21. Dimulai

132K 2.6K 25
                                    

Soraya menghela nafas sambil menatap ke luar jendela. Jari telunjuknya mengetuk-ketuk bingkai kayu jendela. Beberapa menit ia terdiam, membiarkan waktu berlalu begitu saja.

Kemudian matanya beralih ke arah jaket denim yang teronggok di sofa. Ponselnya berdering, pesan dari seseorang yang sejak tadi ia tunggu. Perlahan gadis itu menarik nafas.

Matanya terpejam sembari diam-diam berbisik, "waktunya sudah dimulai."

Ia beranjak, memakai jaket denim dan topi hitam polos senada dengan baju kaos dan celana jinsnya. Ponselnya ia taruh di saku celana. Bersama dengan segala keresahan dalam dirinya, ia melangkah, menuju arah petunjuk.
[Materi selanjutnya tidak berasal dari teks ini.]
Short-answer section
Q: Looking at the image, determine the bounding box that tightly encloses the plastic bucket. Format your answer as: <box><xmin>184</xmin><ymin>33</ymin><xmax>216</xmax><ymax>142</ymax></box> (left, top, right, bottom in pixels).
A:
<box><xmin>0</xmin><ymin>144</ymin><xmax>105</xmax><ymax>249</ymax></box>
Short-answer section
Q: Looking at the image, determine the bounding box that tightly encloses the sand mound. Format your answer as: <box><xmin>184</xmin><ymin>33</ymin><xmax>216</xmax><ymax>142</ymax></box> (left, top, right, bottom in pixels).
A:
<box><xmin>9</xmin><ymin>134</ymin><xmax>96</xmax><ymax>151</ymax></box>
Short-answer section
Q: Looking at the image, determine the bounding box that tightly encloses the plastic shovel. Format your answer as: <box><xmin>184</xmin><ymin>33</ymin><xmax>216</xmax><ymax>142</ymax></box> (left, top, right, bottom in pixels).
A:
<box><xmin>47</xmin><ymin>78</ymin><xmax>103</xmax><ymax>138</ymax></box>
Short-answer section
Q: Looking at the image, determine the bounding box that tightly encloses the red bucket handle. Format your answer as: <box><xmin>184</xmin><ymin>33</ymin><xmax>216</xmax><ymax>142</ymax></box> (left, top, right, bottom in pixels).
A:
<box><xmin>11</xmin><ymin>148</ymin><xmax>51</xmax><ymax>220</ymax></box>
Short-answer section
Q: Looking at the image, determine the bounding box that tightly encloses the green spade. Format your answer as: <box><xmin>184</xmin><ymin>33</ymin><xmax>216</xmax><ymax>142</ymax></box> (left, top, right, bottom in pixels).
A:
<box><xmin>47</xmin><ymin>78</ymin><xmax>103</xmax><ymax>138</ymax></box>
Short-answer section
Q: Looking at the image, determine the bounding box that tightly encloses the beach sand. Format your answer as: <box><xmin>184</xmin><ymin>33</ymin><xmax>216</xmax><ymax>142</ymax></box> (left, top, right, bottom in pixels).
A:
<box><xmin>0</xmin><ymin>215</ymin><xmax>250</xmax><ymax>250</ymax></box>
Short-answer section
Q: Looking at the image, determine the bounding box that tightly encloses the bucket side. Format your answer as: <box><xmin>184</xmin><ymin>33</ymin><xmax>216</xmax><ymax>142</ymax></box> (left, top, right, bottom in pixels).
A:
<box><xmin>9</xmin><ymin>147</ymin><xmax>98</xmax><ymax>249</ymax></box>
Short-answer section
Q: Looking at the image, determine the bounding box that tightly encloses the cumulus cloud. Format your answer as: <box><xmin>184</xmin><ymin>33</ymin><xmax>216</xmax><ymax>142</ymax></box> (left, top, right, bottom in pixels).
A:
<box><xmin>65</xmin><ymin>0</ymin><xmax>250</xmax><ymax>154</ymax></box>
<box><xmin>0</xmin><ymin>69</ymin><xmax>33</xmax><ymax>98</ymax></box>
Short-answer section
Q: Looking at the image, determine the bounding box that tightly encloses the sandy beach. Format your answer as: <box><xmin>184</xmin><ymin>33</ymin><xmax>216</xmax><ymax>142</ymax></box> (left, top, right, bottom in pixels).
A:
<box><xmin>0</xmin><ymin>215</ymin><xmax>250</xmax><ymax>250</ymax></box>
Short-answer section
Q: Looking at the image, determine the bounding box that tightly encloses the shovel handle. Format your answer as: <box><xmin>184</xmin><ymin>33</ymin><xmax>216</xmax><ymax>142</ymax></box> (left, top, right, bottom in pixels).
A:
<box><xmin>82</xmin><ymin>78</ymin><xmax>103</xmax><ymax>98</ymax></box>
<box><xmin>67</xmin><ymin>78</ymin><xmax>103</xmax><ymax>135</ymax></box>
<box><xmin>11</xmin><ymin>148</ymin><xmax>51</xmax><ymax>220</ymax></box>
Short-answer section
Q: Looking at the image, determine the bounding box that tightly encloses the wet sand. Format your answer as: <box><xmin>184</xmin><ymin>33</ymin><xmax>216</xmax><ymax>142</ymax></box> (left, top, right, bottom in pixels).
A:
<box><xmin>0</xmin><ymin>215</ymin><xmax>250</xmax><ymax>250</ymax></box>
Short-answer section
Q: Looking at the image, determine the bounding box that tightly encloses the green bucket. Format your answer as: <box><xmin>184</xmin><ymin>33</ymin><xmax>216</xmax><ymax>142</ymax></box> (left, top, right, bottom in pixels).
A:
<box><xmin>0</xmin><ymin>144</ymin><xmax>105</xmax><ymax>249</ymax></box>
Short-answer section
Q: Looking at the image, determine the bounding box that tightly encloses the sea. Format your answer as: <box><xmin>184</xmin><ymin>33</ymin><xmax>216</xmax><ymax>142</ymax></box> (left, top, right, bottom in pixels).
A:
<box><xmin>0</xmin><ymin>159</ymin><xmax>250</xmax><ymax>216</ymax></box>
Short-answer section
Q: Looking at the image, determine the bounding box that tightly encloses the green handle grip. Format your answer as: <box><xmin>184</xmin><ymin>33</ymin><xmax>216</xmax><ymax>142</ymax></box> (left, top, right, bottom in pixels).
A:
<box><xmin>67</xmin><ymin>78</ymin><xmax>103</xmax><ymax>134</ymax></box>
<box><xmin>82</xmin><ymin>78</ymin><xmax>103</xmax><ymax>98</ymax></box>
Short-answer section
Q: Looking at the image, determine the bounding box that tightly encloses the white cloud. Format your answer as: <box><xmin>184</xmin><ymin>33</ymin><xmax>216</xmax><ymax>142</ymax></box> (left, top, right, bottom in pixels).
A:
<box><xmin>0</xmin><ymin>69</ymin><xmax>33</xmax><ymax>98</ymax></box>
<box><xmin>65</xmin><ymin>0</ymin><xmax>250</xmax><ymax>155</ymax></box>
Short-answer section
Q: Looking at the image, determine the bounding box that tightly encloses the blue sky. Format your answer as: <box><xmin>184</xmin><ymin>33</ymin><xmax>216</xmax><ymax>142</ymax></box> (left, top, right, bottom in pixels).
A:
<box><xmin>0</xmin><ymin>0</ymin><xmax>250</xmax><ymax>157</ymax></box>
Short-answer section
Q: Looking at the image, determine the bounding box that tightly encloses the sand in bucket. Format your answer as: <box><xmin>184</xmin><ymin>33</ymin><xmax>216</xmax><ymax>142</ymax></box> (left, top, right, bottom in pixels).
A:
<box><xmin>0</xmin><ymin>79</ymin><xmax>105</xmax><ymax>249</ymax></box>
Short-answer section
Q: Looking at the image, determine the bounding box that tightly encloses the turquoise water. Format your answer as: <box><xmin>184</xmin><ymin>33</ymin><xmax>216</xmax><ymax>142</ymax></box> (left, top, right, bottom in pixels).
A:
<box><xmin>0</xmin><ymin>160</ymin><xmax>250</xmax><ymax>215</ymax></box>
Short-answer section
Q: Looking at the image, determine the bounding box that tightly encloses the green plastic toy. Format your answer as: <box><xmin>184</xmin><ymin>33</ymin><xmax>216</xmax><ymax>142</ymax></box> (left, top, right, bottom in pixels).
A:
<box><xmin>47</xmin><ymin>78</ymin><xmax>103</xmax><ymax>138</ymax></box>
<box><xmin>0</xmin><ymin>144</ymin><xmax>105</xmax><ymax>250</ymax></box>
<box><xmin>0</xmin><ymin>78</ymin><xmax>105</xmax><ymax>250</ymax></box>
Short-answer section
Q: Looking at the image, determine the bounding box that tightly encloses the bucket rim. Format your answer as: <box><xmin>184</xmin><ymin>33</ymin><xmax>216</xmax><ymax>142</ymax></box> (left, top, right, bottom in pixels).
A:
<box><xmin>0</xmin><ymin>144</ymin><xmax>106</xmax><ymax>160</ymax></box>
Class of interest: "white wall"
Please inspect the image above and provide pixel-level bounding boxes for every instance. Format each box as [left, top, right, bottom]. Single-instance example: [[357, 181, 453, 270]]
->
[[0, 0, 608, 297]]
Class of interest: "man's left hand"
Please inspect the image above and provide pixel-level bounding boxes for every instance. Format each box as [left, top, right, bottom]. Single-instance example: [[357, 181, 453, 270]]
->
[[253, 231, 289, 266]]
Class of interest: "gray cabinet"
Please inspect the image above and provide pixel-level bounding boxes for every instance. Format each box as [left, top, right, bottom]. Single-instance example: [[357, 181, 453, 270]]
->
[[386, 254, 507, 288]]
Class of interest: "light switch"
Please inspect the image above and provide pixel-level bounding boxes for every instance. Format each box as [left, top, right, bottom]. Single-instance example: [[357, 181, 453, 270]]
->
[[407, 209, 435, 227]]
Saat dirinya telah berada di garasi rumah, ia mengecek kembali isi pesan tadi, memastikan tidak ada kesalahan dalam langkahnya. Setelahnya, ia menunggangi motor matic yang belum ada satu orang pun tahu jika motor itu ada di garasi, termasuk orangtuanya.
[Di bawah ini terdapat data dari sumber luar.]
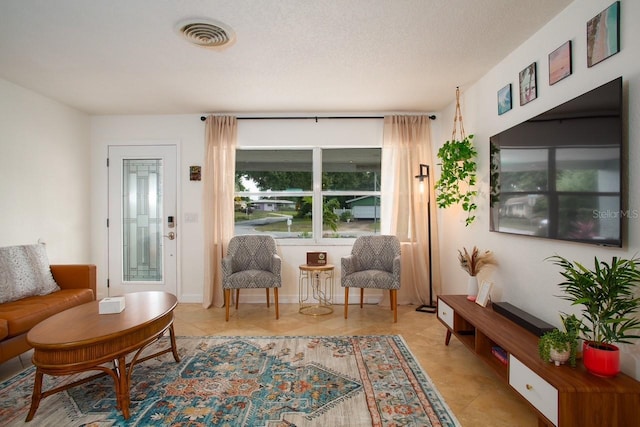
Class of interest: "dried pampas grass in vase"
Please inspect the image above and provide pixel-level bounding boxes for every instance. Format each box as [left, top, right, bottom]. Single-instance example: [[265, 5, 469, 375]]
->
[[458, 246, 496, 301]]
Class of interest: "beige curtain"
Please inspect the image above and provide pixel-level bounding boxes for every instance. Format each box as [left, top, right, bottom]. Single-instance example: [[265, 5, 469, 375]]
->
[[380, 116, 440, 305], [202, 116, 238, 308]]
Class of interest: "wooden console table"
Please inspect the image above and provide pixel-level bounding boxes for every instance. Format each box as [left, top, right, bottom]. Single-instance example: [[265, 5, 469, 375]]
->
[[438, 295, 640, 427]]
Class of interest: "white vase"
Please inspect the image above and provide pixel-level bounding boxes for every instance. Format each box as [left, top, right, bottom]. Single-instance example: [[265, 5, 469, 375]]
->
[[549, 347, 571, 366], [467, 276, 478, 301]]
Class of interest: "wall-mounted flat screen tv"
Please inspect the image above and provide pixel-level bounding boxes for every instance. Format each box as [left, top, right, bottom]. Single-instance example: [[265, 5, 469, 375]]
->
[[490, 77, 624, 247]]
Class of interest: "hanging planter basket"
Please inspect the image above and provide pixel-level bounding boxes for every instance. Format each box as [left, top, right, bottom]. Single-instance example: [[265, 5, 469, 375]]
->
[[435, 88, 478, 226]]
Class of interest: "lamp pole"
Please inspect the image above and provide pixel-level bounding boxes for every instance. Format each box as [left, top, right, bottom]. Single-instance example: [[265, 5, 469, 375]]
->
[[416, 163, 437, 313]]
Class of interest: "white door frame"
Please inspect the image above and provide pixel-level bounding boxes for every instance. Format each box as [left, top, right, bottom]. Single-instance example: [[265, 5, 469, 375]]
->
[[107, 141, 181, 296]]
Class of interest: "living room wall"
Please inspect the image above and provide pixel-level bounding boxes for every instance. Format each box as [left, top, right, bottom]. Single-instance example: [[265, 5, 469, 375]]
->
[[0, 79, 91, 264], [434, 0, 640, 378], [91, 115, 384, 303]]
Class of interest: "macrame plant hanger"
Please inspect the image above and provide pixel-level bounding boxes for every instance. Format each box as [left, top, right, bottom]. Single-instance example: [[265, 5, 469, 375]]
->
[[451, 87, 466, 141]]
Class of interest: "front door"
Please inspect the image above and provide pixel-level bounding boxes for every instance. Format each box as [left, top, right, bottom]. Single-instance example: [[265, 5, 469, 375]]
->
[[107, 145, 179, 296]]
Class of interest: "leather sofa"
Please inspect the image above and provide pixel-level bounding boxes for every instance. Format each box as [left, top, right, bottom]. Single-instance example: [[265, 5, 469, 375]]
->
[[0, 264, 96, 363]]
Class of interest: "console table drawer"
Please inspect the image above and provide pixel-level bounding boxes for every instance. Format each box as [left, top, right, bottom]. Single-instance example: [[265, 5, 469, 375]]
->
[[438, 299, 454, 330], [509, 355, 558, 426]]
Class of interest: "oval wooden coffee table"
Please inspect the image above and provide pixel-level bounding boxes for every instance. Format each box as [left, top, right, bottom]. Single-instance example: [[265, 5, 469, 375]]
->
[[27, 292, 180, 421]]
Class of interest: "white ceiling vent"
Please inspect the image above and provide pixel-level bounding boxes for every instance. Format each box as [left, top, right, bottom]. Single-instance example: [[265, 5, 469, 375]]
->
[[177, 19, 235, 49]]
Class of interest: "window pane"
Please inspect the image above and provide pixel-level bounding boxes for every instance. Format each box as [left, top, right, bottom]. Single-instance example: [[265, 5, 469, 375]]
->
[[236, 150, 313, 192], [322, 148, 381, 191], [322, 195, 380, 238], [499, 148, 549, 193], [498, 193, 549, 237], [556, 147, 620, 192], [234, 196, 313, 239]]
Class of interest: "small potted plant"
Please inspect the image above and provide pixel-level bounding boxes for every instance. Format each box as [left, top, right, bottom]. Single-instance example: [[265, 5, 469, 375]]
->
[[538, 315, 580, 367], [549, 255, 640, 376]]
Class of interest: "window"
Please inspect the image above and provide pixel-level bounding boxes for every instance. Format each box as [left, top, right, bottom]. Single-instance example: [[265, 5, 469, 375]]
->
[[235, 148, 381, 241]]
Motor itu melaju melewati jalan yang telah sepi. Dingin yang menusuk tak ia hiraukan. Di langit, tergantung purnama yang bersinar terang, memberi kemudahan atas tujuannya. Seseorang di ujung sana melambaikan tangan. Pertanda tujuannya semakin dekat.

Soraya memarkirkan motornya di tempat yang tak terlihat. Pelan-pelan ia melangkah, mendekati orang itu.

Namun...

Sebelum Soraya menggapai orang itu. Seseorang telah memukulnya dari belakang. Segera, ia bersembunyi di balik semak yang rimbun. Jantungnya berdetak kencang. Meski dirinya suka dengan film action, ia tetap tidak suka dengan keadaan mencekam ini.
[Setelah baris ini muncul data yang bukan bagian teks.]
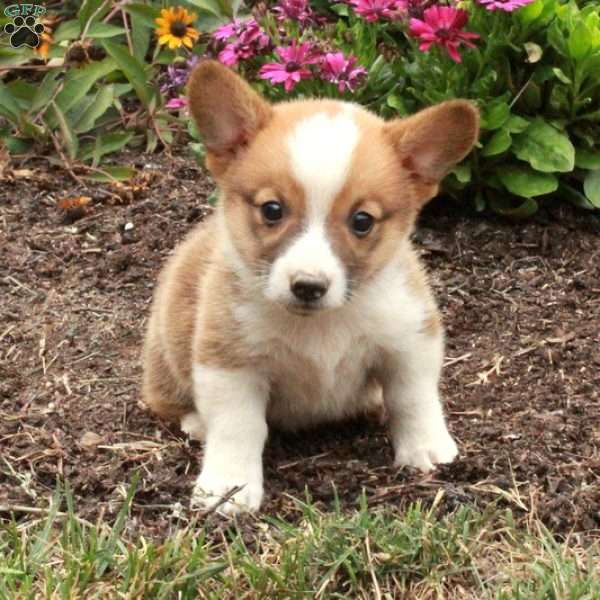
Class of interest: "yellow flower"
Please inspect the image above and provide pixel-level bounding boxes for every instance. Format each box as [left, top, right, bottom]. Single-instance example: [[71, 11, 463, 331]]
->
[[155, 6, 200, 50], [33, 17, 58, 60]]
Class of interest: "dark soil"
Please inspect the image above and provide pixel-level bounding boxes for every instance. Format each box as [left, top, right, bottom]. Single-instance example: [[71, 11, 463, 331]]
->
[[0, 156, 600, 538]]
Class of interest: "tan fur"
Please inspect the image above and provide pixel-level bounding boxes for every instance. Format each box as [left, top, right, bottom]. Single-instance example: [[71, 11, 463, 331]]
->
[[143, 61, 478, 427]]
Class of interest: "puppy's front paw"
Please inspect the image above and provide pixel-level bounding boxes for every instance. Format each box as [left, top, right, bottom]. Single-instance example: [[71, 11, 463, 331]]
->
[[394, 429, 458, 472], [191, 472, 263, 515]]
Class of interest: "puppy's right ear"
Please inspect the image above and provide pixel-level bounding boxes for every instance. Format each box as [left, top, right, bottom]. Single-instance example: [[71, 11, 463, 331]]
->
[[187, 60, 272, 170]]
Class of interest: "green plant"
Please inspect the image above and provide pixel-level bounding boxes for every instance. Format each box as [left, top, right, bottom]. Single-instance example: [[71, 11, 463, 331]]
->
[[0, 0, 235, 180]]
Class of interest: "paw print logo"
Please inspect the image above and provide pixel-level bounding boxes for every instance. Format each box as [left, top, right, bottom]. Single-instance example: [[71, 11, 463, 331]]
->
[[4, 15, 44, 48]]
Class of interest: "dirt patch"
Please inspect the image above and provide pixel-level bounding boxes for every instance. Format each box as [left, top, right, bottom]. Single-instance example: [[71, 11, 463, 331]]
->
[[0, 156, 600, 537]]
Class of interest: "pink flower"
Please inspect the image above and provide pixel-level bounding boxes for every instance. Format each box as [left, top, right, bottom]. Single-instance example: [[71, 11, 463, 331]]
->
[[271, 0, 317, 26], [321, 52, 367, 93], [212, 19, 242, 41], [348, 0, 407, 23], [212, 18, 271, 67], [479, 0, 534, 12], [259, 40, 320, 92], [410, 6, 479, 63], [165, 96, 187, 108]]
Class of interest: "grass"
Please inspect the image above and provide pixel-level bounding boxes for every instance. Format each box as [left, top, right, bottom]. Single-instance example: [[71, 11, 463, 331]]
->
[[0, 484, 600, 600]]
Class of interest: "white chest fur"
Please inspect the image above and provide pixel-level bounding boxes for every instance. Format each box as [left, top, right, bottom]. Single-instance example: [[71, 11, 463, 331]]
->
[[234, 258, 425, 428]]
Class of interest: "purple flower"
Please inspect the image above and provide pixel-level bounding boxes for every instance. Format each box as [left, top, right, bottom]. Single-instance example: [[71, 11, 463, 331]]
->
[[348, 0, 407, 23], [479, 0, 534, 12], [410, 6, 479, 63], [212, 18, 271, 66], [259, 40, 320, 92], [271, 0, 321, 27], [160, 54, 200, 94], [321, 52, 367, 93], [165, 96, 187, 108]]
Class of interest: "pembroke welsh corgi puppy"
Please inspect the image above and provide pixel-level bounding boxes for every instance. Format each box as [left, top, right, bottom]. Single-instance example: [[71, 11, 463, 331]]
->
[[143, 61, 479, 513]]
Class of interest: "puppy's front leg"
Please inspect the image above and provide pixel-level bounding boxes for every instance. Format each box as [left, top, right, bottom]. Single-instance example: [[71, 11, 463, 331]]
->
[[383, 333, 458, 471], [192, 365, 269, 514]]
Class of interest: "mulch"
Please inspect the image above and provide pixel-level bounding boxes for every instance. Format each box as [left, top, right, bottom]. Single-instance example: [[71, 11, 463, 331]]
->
[[0, 155, 600, 539]]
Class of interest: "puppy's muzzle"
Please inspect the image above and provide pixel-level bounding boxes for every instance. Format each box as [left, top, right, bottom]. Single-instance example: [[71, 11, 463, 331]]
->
[[290, 274, 329, 306]]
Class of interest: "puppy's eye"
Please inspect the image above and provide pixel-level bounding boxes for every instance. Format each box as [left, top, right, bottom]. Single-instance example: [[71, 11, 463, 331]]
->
[[350, 210, 375, 237], [260, 200, 283, 225]]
Ia melihat laki-laki yang menjadi sumber informasinya dipukul membabi buta. Meski wajah kedua laki-laki itu tak ia lihat, namun suara mereka sangat Soraya kenali.

"Bangsaaat!! Beraninya lo ngerekam suara gue! Mati aja lo setan!!!"

"Sini hape lo! Sekalian tangan lo gue patahin!!"

Suara itu...

Soraya tersentak, tenggorokannya terasa kering.

Suara itu milik Alvi dan Ryan.

Benarkah?

Batin Soraya bertanya-tanya. Namun tak berlangsung lama ketika ia merasakan benda asing mengenai tangannya.

Ia meraba benda itu. Ternyata sebuah memori ponsel.

Ketika tatapannya mengarah kepada laki-laki yang sedang di pukul habis-habisan. Disitulah, hatinya terkoyak, kala jerit kesakitan menggema di tengah-tengah hamparan ladang yang tak mungkin di dengar siapapun selain dari mereka yang berada disana.

Masih dengan hatinya yang tak mampu menerima keadaan. Ia diam-diam menyalakan ponsel lalu menelepon polisi sesegera mungkin. Upaya yang harusnya sejak tadi ia lakukan.

*****

Menangis, hanya itu yang mampu Tasha lakukan ketika mendapati testpack menunjukkan hasil positif. Sudah lima buah yang ia gunakan, namun semua hasilnya sama.

Ia tak tahu harus berbuat apa lagi. Sesak yang ia rasakan tak mampu membendung segalanya.

"Gue salah apa sama kalian?!"

Tasha mencengkram erat-erat rambutnya. Menangis meraung-raung dalam kamar mandi. Ia terduduk, putus asa.

Lalu matanya mengarah ke kepalan tangan.

Ia menarik nafas dalam-dalam. Tangannya mengelus dengan pelan perutnya yang sudah berisi nyama dalam sana. Sambil terisak pilu, ia berbisik dalam sunyi, "maafin mama sayang, kamu nggak bisa ngeliat indahnya bumi seperti apa."

Setelah itu, kedua tangannya bergantian meninju perut itu. Perut yang di dalamnya berada nyawa yang tak berdosa. Meski tak melakukan kesalahan, ia tetap harus lenyap, tanpa pernah merasakan kasih sayang orangtua.

"Akhh!!!"

Tasha meringis diikuti dengan aliran hangat menjalar di pahanya. Ia kembali menangis, bukan karena nyeri hebat di tubuhnya. Melainkan ia telah melenyapkan anaknya sendiri.



















--------
Menurut gue, ini adalah bab terpendek dan tersulit yang pernah kubuat.